The party and its candidate argued that the President’s claim, in his response to the petition they filed at the Presidential Election Petition Tribunal (PEPT), that he (Buhari) was more qualified than Atiku, was also a false assertion.
They noted that unlike Atiku, the President failed to exhibit his credentials, which he claimed to possess.
The PDP and Atiku raised the issues in their reply to President Buhari’s response.
They are at the PEPT to challenge the outcome of the last presidential election, which President Buhari and his party, the All Progressives Congress (APC), won.
In the reply filed on April 15 by their lawyers, led by Livy Uzoukwu (SAN), the PDP and Atiku argued that, having failed to attach the credentials to the Form CF001, which he submitted to the Independent National Electoral Commission (INEC), it could be concluded that the President lied that his certificates were with the Army.
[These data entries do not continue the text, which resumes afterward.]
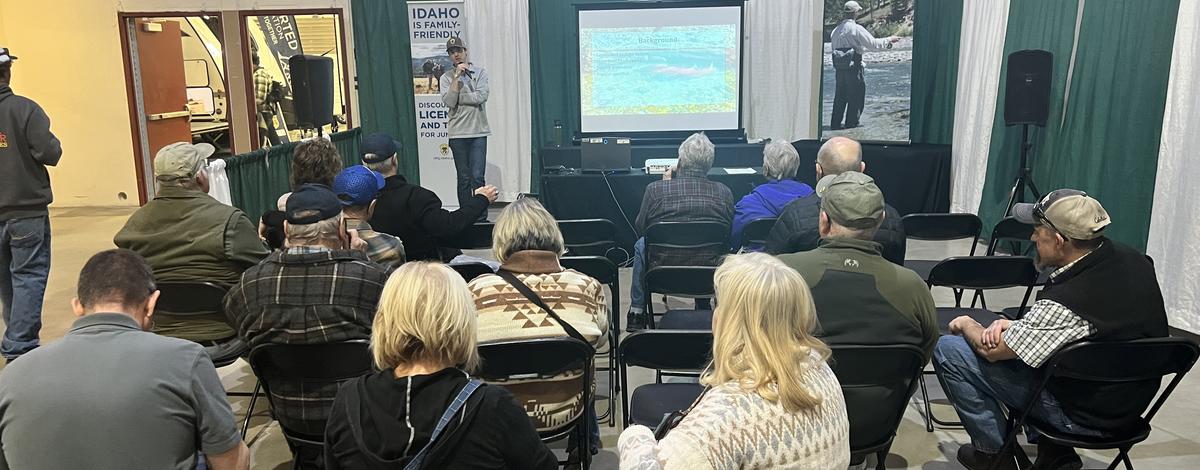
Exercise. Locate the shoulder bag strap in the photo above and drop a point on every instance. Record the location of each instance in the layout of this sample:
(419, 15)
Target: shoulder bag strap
(459, 402)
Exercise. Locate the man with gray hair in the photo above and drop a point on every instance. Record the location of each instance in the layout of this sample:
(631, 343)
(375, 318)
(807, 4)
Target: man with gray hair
(780, 161)
(186, 235)
(797, 229)
(685, 194)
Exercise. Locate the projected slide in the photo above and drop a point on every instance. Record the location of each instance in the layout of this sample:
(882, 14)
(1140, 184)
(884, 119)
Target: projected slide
(660, 70)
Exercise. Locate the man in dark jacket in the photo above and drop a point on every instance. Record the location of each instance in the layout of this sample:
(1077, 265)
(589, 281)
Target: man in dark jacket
(797, 229)
(27, 148)
(414, 214)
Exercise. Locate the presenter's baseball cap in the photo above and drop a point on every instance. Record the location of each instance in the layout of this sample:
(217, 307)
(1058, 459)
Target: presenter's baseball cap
(311, 204)
(851, 199)
(1071, 212)
(378, 148)
(180, 160)
(6, 56)
(358, 186)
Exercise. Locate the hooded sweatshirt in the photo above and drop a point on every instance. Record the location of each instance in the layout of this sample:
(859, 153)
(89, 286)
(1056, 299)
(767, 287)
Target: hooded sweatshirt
(765, 202)
(382, 422)
(27, 148)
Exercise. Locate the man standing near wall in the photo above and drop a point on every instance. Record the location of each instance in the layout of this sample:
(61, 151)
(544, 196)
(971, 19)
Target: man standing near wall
(27, 148)
(465, 90)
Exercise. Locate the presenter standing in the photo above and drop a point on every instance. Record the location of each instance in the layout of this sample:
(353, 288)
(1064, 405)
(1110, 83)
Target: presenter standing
(847, 42)
(465, 90)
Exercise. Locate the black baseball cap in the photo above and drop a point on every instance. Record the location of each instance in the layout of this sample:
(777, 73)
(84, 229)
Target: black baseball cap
(377, 148)
(311, 204)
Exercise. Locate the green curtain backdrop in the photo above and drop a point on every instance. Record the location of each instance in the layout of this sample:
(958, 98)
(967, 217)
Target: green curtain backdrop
(384, 58)
(1110, 122)
(937, 25)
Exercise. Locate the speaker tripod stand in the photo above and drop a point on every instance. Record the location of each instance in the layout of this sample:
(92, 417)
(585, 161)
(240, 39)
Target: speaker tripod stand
(1025, 176)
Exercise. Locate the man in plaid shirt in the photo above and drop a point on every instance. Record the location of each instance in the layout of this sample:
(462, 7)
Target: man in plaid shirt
(684, 197)
(1101, 290)
(313, 291)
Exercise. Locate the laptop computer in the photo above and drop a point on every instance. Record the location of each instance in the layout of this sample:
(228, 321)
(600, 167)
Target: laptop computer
(605, 154)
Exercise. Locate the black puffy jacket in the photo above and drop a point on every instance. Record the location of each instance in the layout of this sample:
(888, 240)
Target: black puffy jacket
(797, 230)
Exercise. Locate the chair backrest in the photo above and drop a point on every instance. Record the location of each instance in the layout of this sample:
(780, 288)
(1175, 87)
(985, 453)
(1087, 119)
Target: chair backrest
(877, 383)
(693, 282)
(756, 232)
(984, 272)
(1011, 229)
(588, 236)
(942, 227)
(472, 270)
(190, 297)
(667, 349)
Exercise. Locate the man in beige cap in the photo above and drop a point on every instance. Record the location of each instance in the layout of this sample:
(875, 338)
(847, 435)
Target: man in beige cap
(186, 235)
(1099, 290)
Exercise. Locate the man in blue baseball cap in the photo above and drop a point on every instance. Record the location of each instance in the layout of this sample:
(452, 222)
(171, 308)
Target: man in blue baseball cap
(358, 187)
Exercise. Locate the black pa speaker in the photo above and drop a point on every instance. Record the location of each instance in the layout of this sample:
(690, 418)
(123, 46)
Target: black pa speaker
(1027, 88)
(312, 90)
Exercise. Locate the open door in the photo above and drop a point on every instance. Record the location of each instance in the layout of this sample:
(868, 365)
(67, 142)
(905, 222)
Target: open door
(163, 92)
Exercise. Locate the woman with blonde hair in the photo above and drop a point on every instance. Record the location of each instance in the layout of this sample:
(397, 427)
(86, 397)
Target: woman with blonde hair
(423, 405)
(771, 399)
(527, 242)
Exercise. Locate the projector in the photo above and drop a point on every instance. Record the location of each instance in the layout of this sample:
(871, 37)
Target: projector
(660, 166)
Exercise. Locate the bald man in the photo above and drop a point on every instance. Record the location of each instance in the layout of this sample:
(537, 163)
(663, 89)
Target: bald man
(798, 227)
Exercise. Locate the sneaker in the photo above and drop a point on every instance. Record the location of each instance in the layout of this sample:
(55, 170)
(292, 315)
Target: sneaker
(975, 459)
(636, 321)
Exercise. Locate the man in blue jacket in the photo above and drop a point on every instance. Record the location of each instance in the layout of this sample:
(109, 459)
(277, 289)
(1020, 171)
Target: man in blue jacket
(27, 148)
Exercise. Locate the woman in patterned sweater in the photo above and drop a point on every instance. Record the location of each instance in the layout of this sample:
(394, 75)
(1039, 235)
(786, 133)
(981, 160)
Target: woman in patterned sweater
(772, 403)
(527, 242)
The duo challenged him to, as the incumbent President and Commander-in-Chief of the Armed Forces, to direct the Army, where he once served, to make his credentials public.
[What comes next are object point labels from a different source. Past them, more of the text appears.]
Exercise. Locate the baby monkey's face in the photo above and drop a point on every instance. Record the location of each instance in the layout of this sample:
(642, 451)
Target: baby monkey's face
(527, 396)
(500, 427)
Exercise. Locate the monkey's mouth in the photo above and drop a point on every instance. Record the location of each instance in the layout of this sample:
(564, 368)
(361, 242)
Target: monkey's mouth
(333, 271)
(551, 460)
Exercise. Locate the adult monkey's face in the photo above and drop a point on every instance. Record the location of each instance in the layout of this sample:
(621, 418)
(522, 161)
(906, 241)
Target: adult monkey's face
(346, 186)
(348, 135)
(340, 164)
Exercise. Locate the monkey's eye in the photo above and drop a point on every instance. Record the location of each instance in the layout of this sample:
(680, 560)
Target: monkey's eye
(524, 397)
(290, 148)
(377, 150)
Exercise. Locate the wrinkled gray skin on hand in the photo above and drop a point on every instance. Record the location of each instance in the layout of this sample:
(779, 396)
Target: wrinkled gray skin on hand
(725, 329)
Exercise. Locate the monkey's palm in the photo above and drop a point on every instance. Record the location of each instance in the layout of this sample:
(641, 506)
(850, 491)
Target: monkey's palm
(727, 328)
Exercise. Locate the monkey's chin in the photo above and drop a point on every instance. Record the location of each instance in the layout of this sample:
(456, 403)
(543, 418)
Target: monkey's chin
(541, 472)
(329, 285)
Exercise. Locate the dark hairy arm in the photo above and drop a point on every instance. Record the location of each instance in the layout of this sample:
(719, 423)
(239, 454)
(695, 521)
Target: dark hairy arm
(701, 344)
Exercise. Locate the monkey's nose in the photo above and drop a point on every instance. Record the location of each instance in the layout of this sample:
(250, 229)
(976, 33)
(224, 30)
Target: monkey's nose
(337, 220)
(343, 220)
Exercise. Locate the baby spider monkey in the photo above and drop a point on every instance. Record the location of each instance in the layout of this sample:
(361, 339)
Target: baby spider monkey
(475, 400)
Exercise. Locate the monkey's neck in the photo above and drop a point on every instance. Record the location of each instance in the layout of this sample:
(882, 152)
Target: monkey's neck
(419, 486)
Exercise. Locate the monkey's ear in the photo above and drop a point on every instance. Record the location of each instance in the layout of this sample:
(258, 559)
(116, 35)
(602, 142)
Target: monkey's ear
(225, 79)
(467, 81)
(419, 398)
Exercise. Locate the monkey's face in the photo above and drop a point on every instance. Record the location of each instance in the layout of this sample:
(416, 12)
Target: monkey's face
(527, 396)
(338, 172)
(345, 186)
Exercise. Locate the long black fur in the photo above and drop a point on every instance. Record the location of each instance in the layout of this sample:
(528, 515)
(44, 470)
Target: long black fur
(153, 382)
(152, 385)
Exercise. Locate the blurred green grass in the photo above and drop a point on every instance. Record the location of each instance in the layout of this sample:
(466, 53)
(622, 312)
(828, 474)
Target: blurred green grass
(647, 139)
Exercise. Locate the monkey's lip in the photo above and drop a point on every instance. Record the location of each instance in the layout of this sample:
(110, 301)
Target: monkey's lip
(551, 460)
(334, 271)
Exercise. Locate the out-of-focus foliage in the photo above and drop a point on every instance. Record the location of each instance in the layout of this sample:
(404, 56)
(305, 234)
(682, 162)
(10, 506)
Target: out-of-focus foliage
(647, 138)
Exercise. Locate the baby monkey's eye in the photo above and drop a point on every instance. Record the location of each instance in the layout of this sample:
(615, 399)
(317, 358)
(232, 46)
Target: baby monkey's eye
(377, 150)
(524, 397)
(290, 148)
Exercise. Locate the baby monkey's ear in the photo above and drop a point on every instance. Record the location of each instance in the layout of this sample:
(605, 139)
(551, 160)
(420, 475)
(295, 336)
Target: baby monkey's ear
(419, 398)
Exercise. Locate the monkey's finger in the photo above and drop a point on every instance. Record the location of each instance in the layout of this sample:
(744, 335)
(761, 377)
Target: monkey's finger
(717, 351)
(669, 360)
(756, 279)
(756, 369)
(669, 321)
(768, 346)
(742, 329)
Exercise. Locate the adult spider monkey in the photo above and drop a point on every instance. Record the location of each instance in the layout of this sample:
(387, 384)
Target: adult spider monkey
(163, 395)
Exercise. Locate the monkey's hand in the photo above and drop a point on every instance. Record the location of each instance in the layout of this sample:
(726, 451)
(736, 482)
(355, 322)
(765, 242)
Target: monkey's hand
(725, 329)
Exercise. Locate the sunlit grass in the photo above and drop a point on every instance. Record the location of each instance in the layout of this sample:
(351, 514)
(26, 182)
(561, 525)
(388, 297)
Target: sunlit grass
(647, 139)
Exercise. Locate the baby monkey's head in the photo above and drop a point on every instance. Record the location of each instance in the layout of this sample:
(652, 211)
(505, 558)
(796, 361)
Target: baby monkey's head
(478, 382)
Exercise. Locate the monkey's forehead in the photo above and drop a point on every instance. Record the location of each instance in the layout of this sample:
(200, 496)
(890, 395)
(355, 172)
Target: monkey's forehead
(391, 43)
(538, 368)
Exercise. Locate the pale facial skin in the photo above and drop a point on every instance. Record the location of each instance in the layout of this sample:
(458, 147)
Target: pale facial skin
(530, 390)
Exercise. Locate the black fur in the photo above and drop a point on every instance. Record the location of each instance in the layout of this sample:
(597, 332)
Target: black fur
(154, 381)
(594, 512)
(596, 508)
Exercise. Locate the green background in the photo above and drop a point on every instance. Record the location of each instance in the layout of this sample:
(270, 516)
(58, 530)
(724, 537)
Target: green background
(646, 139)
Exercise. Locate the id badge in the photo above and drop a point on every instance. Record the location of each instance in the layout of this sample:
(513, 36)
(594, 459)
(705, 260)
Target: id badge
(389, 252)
They added: “In further response to Paragraph 381(iv) of the second respondent’s reply, aver that the petitioners have no knowledge of any certificates or alleged qualifications issued to the second respondent (Buhari), but contend that second respondent falsely represented that his certificates are in the custody of the Nigerian Army when the second respondent, by his own admission, is the Commander-in-Chief of the Armed Forces of Nigeria.
“In further response to Paragraph 381(iv) of the second respondent’s reply, the petitioners aver that the second respondent as Commander-in-Chief of the Armed Forces of Nigeria could easily order the Army Secretary to produce the certificates allegedly submitted, if they actually exist.
“Contrary to Paragraph 381 (i-iv) of the second respondent’s reply, the petitioners aver that the second respondent does not possess the educational qualification he claimed to have in his INEC Form CF001 submitted to the first respondent (INEC), having not been attached as required.
“In reply to Paragraph 383 of the second respondent’s reply, the petitioners aver that the first petitioner (Atiku) is eminently qualified to contest election for the office of the President of the Federal Republic of Nigeria and had indeed attached evidence of his educational qualifications to his INEC Form CF001 submitted to the first respondent, unlike the seconnd respondent (Buhari) who did not attach evidence of the qualifications he claimed in his INEC Form CF001 because he does not possess them as he falsely claimed.”
The PDP and Atiku argued that “the purported training and courses” which President Buhari had claimed placed him “head and shoulders” above Atiku in respect to educational qualification to contest the presidential election “did not culminate in the issuance of any certificates he claimed in his INEC Form CF001”.
They described the President’s claim of being head and shoulders above Atiku, in qualification and experience, as erroneous.